こちとら風情で食ってるんでえ

食い倒れの関西、食い物をめぐるスキャンダルやら騒動やらも関西の方が賑やかな感じがします。今回の阪急・阪神ホテルの偽装表示疑惑で、懐かしの船場吉兆を久しぶりに思い出しました。あの雪印騒動も考えてみたら関西発だったんです。こうゆう事件が起きると世間では怒りのコメントばかりが出て参りますが、どうも小生はそんな感じにはなりません。元々そんな高級店とは無縁なせいもありますが、むしろ、食い物なんてのは初めから風情半分の世界だとタカをくくっているからなんです。おーおー!てあんでえ!こちとら風情で食ってるんでえ!毒入りや正体不明の食い物でも出されたワケでもあるまいし、何をそんなに…という心です。例えばギンムツという魚が分類上ムツの仲間じゃないからとか言って魚屋を糾弾いていたバカもいましたが、こうゆうネーミングは基本的に食感の類似性から生まれたもので、いわば風情の話なんです。蕎麦屋の鴨南蛮だってキジ丼だってインチキに相違ありませんが、それで何かあるという話にもなりません。
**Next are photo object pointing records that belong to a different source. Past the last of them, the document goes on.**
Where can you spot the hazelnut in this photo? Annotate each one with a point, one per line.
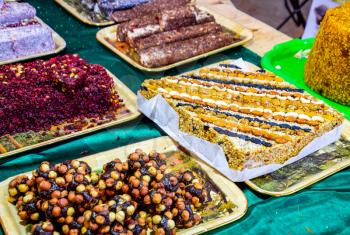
(62, 169)
(126, 197)
(44, 167)
(63, 202)
(160, 231)
(136, 193)
(60, 181)
(53, 201)
(146, 178)
(69, 219)
(159, 177)
(134, 157)
(65, 229)
(80, 188)
(75, 164)
(80, 219)
(69, 178)
(115, 175)
(44, 185)
(196, 218)
(137, 174)
(125, 166)
(152, 170)
(52, 174)
(156, 198)
(173, 180)
(119, 167)
(175, 211)
(135, 183)
(144, 191)
(28, 198)
(100, 219)
(125, 188)
(56, 194)
(187, 177)
(188, 195)
(87, 215)
(94, 177)
(160, 208)
(23, 215)
(171, 224)
(168, 202)
(45, 206)
(198, 186)
(70, 211)
(79, 178)
(101, 184)
(111, 216)
(79, 199)
(120, 216)
(168, 214)
(180, 205)
(162, 156)
(64, 193)
(12, 192)
(185, 215)
(130, 210)
(142, 214)
(23, 188)
(156, 219)
(137, 165)
(119, 185)
(56, 211)
(141, 221)
(81, 170)
(35, 216)
(94, 193)
(189, 224)
(47, 226)
(71, 196)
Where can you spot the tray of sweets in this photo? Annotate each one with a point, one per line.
(60, 44)
(307, 171)
(134, 56)
(17, 142)
(211, 200)
(80, 12)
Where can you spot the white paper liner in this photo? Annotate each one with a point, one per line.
(159, 111)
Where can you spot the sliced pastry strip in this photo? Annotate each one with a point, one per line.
(254, 117)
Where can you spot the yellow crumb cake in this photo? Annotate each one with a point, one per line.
(327, 70)
(254, 117)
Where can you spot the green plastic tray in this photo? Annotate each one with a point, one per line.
(282, 62)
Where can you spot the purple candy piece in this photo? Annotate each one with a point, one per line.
(24, 41)
(14, 12)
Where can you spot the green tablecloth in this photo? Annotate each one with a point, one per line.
(323, 208)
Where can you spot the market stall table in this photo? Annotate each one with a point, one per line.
(321, 208)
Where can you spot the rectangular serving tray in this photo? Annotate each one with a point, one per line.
(108, 34)
(81, 16)
(59, 41)
(11, 223)
(129, 99)
(295, 182)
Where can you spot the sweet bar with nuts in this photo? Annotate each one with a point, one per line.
(161, 36)
(54, 97)
(255, 117)
(135, 196)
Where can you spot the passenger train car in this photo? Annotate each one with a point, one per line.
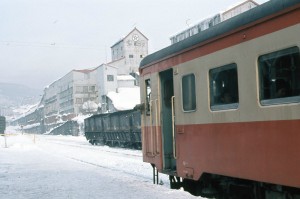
(221, 112)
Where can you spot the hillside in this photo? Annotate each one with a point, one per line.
(15, 95)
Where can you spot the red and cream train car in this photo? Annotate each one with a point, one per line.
(221, 112)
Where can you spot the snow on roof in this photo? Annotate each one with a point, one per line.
(125, 77)
(126, 98)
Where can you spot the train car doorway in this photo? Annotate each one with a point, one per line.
(167, 117)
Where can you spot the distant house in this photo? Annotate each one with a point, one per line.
(128, 52)
(213, 20)
(106, 88)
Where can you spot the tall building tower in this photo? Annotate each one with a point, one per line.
(128, 52)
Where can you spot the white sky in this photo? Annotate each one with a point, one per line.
(42, 40)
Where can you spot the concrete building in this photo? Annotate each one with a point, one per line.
(128, 52)
(89, 91)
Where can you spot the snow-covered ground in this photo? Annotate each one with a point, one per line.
(44, 166)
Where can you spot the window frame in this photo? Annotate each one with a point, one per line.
(214, 106)
(269, 56)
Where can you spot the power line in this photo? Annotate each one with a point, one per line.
(47, 45)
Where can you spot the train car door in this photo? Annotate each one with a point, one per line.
(167, 120)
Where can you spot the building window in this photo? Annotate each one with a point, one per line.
(188, 93)
(78, 101)
(79, 89)
(85, 89)
(279, 74)
(87, 76)
(224, 87)
(148, 95)
(92, 88)
(110, 78)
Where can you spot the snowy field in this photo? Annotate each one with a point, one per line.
(47, 167)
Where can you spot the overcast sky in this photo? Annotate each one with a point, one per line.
(42, 40)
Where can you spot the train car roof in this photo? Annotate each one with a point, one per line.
(259, 12)
(111, 114)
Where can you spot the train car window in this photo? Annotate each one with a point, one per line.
(279, 74)
(224, 87)
(188, 93)
(148, 95)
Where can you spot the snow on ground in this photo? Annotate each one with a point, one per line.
(44, 166)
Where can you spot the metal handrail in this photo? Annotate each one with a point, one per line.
(173, 127)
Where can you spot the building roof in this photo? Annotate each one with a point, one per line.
(122, 39)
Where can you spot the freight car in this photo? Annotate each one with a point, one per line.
(222, 108)
(122, 128)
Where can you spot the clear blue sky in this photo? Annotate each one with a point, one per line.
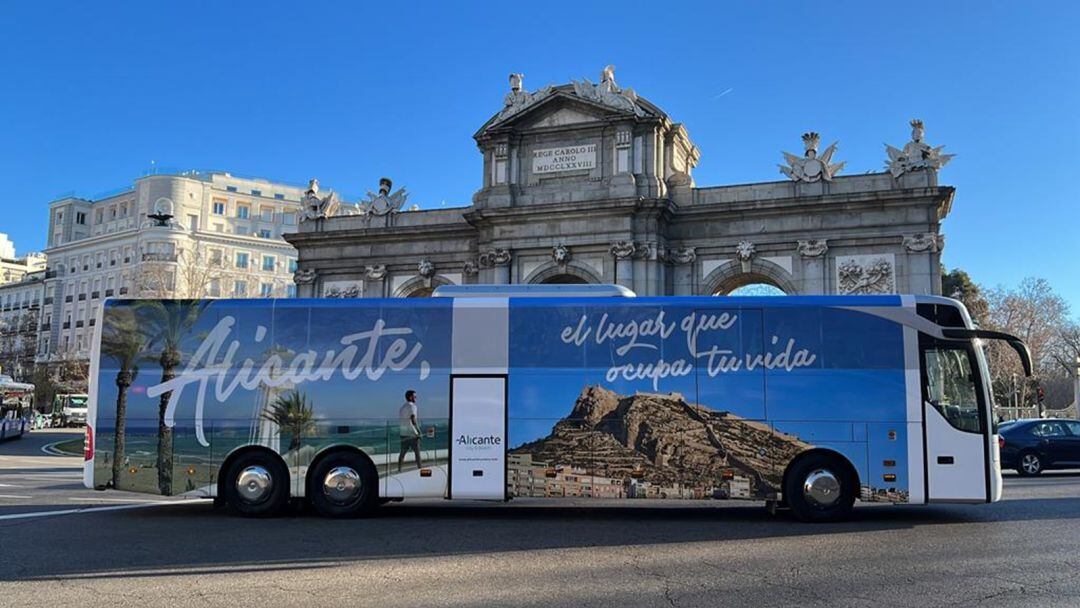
(349, 93)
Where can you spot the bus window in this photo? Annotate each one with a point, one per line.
(950, 387)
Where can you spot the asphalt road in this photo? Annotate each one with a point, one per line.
(117, 550)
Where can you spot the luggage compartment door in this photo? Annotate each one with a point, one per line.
(478, 437)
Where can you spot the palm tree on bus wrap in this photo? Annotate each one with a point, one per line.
(123, 341)
(167, 324)
(293, 414)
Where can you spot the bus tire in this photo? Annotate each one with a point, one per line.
(820, 487)
(256, 484)
(343, 484)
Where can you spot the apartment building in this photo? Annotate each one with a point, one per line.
(14, 269)
(190, 234)
(19, 319)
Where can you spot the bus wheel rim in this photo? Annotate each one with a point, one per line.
(341, 484)
(1030, 462)
(821, 488)
(254, 484)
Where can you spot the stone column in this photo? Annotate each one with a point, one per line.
(498, 261)
(921, 260)
(623, 252)
(305, 280)
(812, 255)
(682, 260)
(375, 281)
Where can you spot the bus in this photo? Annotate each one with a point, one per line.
(16, 404)
(69, 409)
(554, 392)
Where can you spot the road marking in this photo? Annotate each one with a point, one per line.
(51, 450)
(127, 500)
(90, 510)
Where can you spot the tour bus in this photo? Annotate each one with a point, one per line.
(16, 403)
(547, 392)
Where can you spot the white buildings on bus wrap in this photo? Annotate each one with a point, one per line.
(215, 235)
(591, 183)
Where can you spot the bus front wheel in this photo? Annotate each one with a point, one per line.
(343, 484)
(256, 485)
(820, 488)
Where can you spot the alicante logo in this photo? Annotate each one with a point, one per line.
(478, 440)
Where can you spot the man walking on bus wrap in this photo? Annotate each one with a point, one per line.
(408, 429)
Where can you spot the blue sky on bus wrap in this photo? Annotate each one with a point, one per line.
(350, 93)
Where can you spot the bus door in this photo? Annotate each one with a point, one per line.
(477, 437)
(955, 422)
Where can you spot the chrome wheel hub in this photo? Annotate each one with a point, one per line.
(341, 484)
(821, 488)
(1030, 463)
(254, 484)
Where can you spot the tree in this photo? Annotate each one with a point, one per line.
(122, 340)
(958, 285)
(1037, 314)
(166, 324)
(293, 414)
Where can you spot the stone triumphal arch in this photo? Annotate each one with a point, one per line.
(590, 183)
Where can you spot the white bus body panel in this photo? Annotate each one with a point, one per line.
(956, 462)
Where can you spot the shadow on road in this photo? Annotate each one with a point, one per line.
(194, 538)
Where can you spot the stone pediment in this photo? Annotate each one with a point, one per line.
(568, 104)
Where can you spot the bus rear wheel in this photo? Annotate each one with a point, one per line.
(820, 488)
(343, 484)
(256, 485)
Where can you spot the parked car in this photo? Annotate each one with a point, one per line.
(1037, 445)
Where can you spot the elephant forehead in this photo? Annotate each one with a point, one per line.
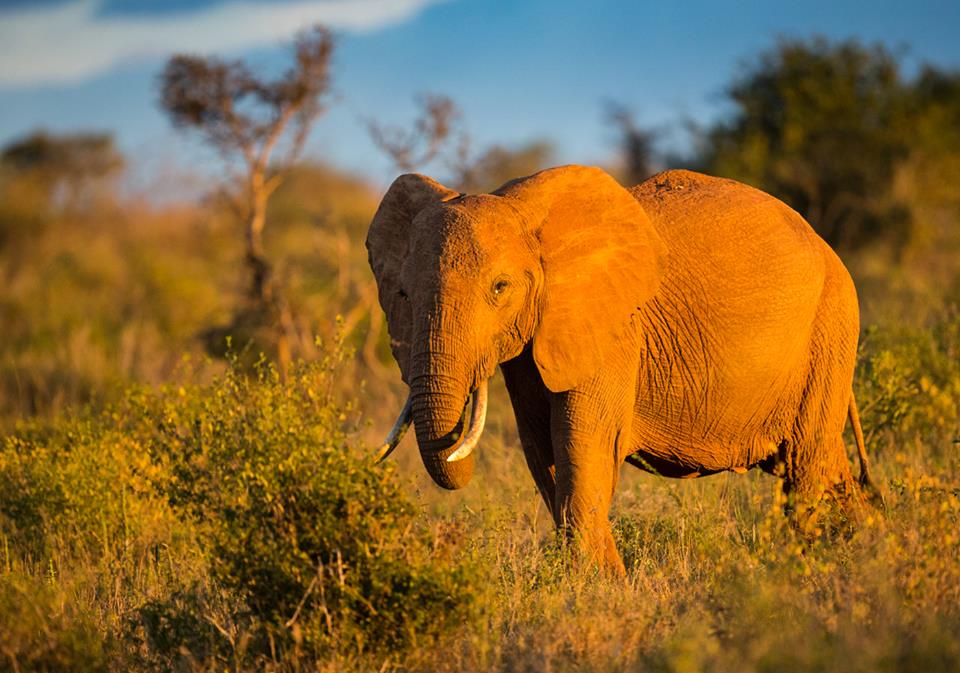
(467, 234)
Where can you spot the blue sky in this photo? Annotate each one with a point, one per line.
(519, 70)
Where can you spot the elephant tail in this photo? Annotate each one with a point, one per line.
(865, 480)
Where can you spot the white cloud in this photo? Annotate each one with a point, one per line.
(71, 42)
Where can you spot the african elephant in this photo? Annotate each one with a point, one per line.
(688, 326)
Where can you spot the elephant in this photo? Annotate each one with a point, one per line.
(688, 326)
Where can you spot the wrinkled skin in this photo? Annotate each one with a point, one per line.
(689, 326)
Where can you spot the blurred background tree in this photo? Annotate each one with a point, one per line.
(246, 117)
(830, 127)
(433, 129)
(635, 144)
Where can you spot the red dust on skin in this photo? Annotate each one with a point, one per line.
(688, 326)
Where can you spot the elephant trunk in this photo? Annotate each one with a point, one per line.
(439, 409)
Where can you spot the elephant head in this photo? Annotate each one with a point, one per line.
(557, 261)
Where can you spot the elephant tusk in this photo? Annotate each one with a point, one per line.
(397, 432)
(477, 420)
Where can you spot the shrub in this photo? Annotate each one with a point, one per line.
(232, 521)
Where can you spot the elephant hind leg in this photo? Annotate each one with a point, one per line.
(821, 491)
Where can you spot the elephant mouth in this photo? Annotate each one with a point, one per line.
(462, 439)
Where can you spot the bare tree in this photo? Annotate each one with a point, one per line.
(246, 118)
(432, 129)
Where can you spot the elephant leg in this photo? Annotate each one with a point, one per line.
(818, 482)
(531, 407)
(587, 468)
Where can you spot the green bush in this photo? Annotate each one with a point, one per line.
(908, 384)
(233, 521)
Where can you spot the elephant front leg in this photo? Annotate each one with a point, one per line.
(587, 468)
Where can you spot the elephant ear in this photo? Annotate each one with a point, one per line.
(388, 242)
(601, 262)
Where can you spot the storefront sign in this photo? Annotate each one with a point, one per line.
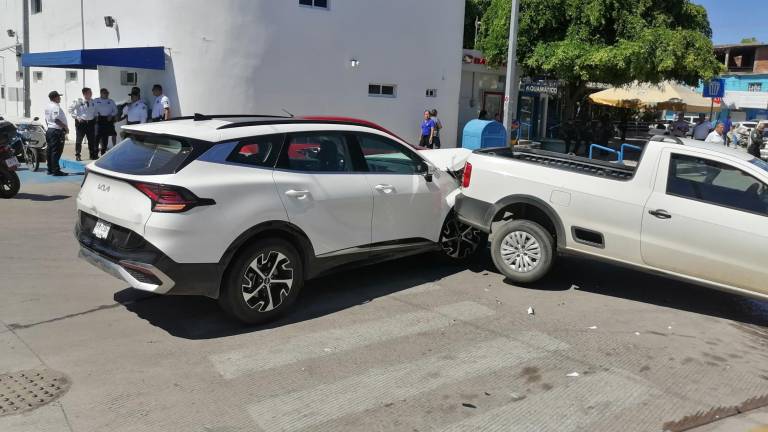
(542, 87)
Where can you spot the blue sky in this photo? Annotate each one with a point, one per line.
(733, 20)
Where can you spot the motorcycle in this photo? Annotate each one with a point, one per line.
(29, 143)
(9, 180)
どうせ偽装疑惑で怒っている人に限って、やっぱりホンモノは違うざあます!とか言って食ってたんです。所詮は風情、そこで金返せというのは野暮で卑しくて、さもしくて貧乏臭い景色だと感じてしまいます。咄家の志ん生さんの川柳にも…鯛飯は鱈だと聞いてマズくなり…なんてのもあります。ウグイスパンにだってウグイス入ってない
でしょ!もちろん今回のケースみたいに高級店でインチキ料理を出しておいて高い料金を取るというのがイケナイというご意見も成り立ちますが、そうゆうところに行くお客にとっての代金は小生にとっての鯛飯代と同じようなもんになるワケで、風情で食ってる限り事情は同じです。食ってマイウ〜なら少なくとも小生にはモウマンタイ=無問題なんであります。それにしても人間の記憶システムには独特の動きがあるようで、普段は忘却の彼方で眠っているような意外なキーワードがガバチョと飛び出して参ります。今回は思い出して自分でもビックラこいたのは、「南野農園」でした。あれは何年くらい昔の話だったでしょうねえ。確か菅さんが厚生大臣だったときです。南野農園といえばカイワレが日本全国のお店から姿を消したあのときに、食中毒の火元といわれた会社です。あの会社、いったいどうなったのでしょうか。そもそもそれ以前に食中毒の原因がカイワレだったという話には本当に根拠があったのでしょうか。思い出せば思い出すほど、モヤモヤして参ります。カイワレ事件、小生の記憶のなかでは、代表的なウヤムヤ事件の一つになっています。あのときは駅
前の激辛ラーメンに乗っていたカイワレが見事に超細切りネギに変わっていました。そういえば近くのスーパーに行ってカイワレを密かに売ってくれまいか?と面白半分に打診してみたら、段ボール一箱20円でいいよ!ということになり、馬鹿デカい箱を3つも抱えて商店街を通り抜けた思い出があります。しかしカイワレというヤツは食い方を工夫してもそう食えるもんじゃありませんでした。いや、だいたい食い方に工夫なんかできないシロモノでした。あのカイワレのない季節、すっかり忘れておりました。あれは一体何だったんでしょう。